When I started Cryodrome, Columbus had several popular rides, one of which I was a regular: Dear People of Columbus (Dear PoC). Dear PoC was started by a local potter to bike to immigrant and PoC owned restaurants. This was a mission close to the founder's heart being an immigrant themself. The other ride at that time was ABoB (All Butts on Bikes). Both rides met around the same time on Wednesday. Neither of these rides ran during the winter, but if they ever decided to, I wanted to make sure my ride wouldn’t step on any toes. I scheduled it for the heat of the day (or what we could get) on Saturdays, same meeting place as Dear PoC.

In college I had a job as an event organizer for different campus charities. I was not suited for such a job. I had a group of students that met occasionally as a think tank for brainstorming event ideas, but very few of them were able to join me in set up and tear down. I am an easily flustered person, and I was frequently stressed with this job. Some of my events were successful, some were not. I think it’s important to try and to fail and to apply yourself to things that are outside your skillset. You can only want something so hard without taking steps to make it happen. If you want a niche to be filled, you’ll probably have to do it yourself even if you’re not qualified at first. However, when it came to Cryodrome, I wanted it to be a fun experience for me too. I decided to make it as freeform as possible. No route, no destination, no expected speed. All would be determined by the people who showed up.

I loathe when people brand themselves. I made the decision to not appear in photos and to remain detached from it on social media (back when this website was but a twinkle in my eye). I am not a brand. Neither is Cryodrome. I don’t sell anything. Cryodrome costs me money. It’s a hobby, not a side hustle. Lots of people I meet have ideas about what Cryodrome should be without ever having gone on a ride. They can start their own rides if they really want that.

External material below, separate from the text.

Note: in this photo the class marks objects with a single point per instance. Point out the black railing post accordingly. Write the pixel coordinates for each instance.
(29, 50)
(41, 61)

For three seasons we rode in mostly good weather. During season 2 the successor to Dear PoC, Wednesday Night Ride (WNR), also rode all winter. They got the worse weather though. It was a similarly small group with some overlap between mine and theirs. By season 3 of Cryodrome both WNR and Friday Night Ride (FNR) were riding through winter as well.

At the end of season 2 I hosted a relay race in a parking lot. I organized the whole event. I made the google doc for signing up, ordered boxed coffee, planned the route, procured the bike everyone would ride, made prizes by hand, and announced/audio recorded the event on tape. It was a big and stressful undertaking for me even with only three teams competing.

Season 3 I made attendance booklets for all participants and spaced out three tiers of prizes to be given out based on number of rides attended. I carved a stamp for tracking rides. I made pins out of bottle caps and soda tabs. The safety pins were from when I pinned my race bib on for collegiate cycling. I made a spoke card and had an etsy seller print them. And finally, I learned how to cross stitch thinking the final prize would be patches. After spending hours on a single patch, I decided to get patches from etsy as well.

I think after the relay race I wanted to one-up the ride and I think I accomplished that with the prize system. On the other hand, one-upping myself does not lead to a long-lived project. I burned myself out. The idea of doing season 4 and making it more bare bones bums me out. I would rather end the ride aspect of Cryodrome on a high note. And now that there are two rides that last all winter, I no longer feel like Cryodrome is as needed as it used to be for the community. I’m not sure if “needed” is even the right word. I think I needed it, and now I don’t. I’m thankful for the ride because it spurred me on creatively and gave me a name to put my projects under. I will continue to learn and create under the Cryodrome name, but for the foreseeable future, rides are not going to happen.

Thank you to every Cryonaut that has ever attended a ride. It’s been fun.